Inflation often brings talk of costs that get passed on to consumers. In the case of Amazon, third-party sellers are feeling the downstream effects.

Citing rising inflation and fuel costs, Amazon will implement a 5% surcharge, effective April 28. This surcharge applies to sellers in the US who use Fulfillment by Amazon (FBA), through which the company offers storage, logistics and delivery for merchants. In details outlining the changes on Amazon Seller Central, the company said the surcharge will be applied to FBA fulfillment fees for both apparel and non-apparel items.

The surcharge will be the first of its kind for the company, albeit one that is not designed to be permanent.

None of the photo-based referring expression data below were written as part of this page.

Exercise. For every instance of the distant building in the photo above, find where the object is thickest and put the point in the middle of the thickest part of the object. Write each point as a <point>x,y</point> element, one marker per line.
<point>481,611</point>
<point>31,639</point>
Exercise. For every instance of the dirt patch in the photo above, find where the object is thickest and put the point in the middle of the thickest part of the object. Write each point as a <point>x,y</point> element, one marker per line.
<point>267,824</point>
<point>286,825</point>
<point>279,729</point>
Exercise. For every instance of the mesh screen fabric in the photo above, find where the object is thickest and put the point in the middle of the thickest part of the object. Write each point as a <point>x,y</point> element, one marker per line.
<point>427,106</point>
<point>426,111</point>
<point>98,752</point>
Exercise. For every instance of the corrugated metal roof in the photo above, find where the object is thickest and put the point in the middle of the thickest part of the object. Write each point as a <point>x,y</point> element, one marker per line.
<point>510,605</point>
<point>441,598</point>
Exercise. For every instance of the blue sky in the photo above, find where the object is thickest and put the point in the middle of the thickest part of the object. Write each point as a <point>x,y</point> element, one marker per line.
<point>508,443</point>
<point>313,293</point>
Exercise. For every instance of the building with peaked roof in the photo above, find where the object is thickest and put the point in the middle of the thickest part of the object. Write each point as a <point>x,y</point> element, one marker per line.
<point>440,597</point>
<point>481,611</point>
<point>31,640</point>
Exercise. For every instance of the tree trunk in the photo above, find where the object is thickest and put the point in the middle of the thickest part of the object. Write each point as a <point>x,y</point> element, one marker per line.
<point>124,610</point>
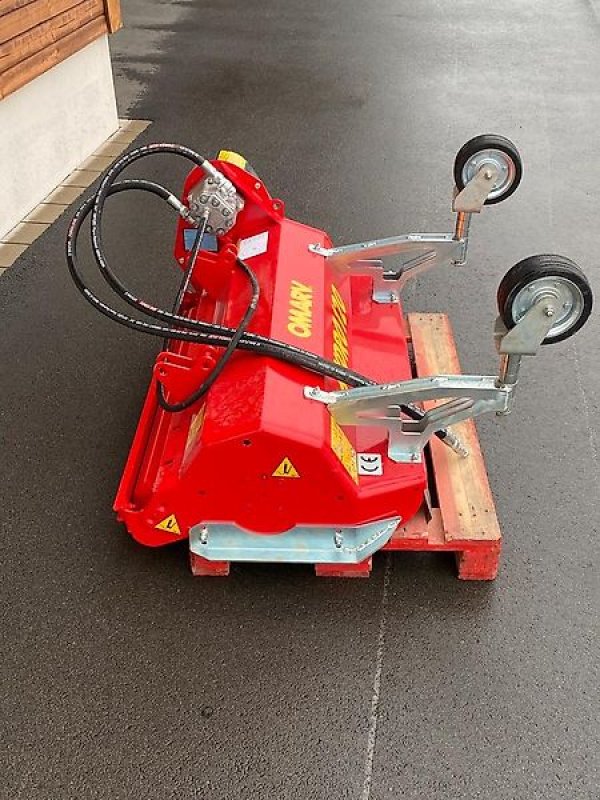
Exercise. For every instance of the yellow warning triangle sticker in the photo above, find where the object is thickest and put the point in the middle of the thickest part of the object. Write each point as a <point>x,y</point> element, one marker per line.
<point>286,470</point>
<point>169,524</point>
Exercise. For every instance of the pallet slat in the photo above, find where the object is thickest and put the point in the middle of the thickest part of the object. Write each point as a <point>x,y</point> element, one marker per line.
<point>465,498</point>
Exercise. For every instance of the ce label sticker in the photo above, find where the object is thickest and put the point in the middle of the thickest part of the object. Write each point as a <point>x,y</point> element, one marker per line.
<point>369,464</point>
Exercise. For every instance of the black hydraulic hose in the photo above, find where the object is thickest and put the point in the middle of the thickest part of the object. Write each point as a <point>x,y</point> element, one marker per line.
<point>227,354</point>
<point>216,335</point>
<point>188,329</point>
<point>248,341</point>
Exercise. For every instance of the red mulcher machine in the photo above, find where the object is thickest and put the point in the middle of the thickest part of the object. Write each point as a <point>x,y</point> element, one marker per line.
<point>295,413</point>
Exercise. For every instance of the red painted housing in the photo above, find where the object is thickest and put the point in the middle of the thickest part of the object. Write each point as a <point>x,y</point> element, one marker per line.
<point>255,451</point>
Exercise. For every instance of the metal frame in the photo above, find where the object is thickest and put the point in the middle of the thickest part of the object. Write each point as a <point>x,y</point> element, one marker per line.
<point>303,544</point>
<point>418,251</point>
<point>466,396</point>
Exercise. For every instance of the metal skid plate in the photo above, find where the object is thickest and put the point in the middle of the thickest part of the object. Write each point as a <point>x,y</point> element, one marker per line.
<point>303,544</point>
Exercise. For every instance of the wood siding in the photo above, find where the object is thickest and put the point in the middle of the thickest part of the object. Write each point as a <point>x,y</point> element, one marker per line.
<point>35,35</point>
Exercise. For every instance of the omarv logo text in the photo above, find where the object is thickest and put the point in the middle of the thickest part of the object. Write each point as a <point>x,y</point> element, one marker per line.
<point>300,311</point>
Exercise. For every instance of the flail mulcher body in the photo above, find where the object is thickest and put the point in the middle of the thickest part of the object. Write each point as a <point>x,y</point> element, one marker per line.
<point>295,413</point>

“In 2022, we expected a return to normalcy as COVID-19 restrictions around the world eased, but fuel and inflation have presented further challenges,” an Amazon spokesperson said in an email to CNBC. “It is still unclear if these inflationary costs will go up or down, or for how long they will persist, so rather than a permanent fee change, we will be employing a fuel and inflation surcharge for the first time — a mechanism broadly used across supply chain providers.”

The latest move came on the heels of US government data that showed inflation reached its highest level in 40 years. The US Department of Labor’s Consumer Price Index showed that inflation rose 8.5% year-over-year in March, which was the highest jump since 1981. Rising fuel costs were a key factor in the price spike. According to a digital price index released by Adobe on the same day, online inflation increased 3.6% over the same time period.

For Amazon, the recent announcement was the second time in the last six months that the company announced a new charge for FBA sellers. In an increase that went into effect in January, the company permanently increased fulfillment fees by an average of 5.2%. At the time, the company cited rising operations costs in the pandemic.